"This I know to be a fact, and yet, because unsupported by better evidence—I mean the evidence of professional astronomers—the testimony of these men was turned aside."
"And why should all the planets be hollow because Venus is hollow?" I inquired.
"Because it is inconceivable that they were not brought into existence and formed by the same law. An hypothesis which accounts for the formation of Mars or Venus upon one theory, and that of the earth upon another, would never be countenanced by science. The solar system was the result of law, of unalterable and immutable law, working for manifestation. It could not produce a solid globe in the one instance and a hollow sphere in the other. No—all the planets are hollow—the earth is a mere bubble floating in space. And now I want to ask if the evidence I had accumulated was not equal to that which fired Columbus?"

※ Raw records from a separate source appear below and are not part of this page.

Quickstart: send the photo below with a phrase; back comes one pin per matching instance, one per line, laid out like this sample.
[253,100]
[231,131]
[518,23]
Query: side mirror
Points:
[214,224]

"Why did you not tell me all this before we started?" I inquired.
"Because, being an average man, you would have discarded it, as other very wise and average men have done before. You would have taken me for a fool, and left me in the lurch. But we are here at last, and my dream is true. We now know that the earth is hollow, bright, and habitable."
I was dumfounded at the awful significance of our discovery. If I had suddenly found myself a visitor upon the planet Mars, through some newly devised means of transportation, my bewilderment could have been no greater. Not only was the evidence overwhelming that the earth was hollow and open at the poles, but the fact had been established by the testimony of our own senses.
We were in that world, and there could be no further speculation regarding its existence.
* * * * *
"Beyond all that I have told you," continued Torrence, "Arctic explorers have observed the crescent-shaped cloud which we saw above the northern horizon, and which is simply the opposite side of the verge across the polar opening. Few navigators venturing beyond the eighty-second parallel have failed to observe this phenomenon."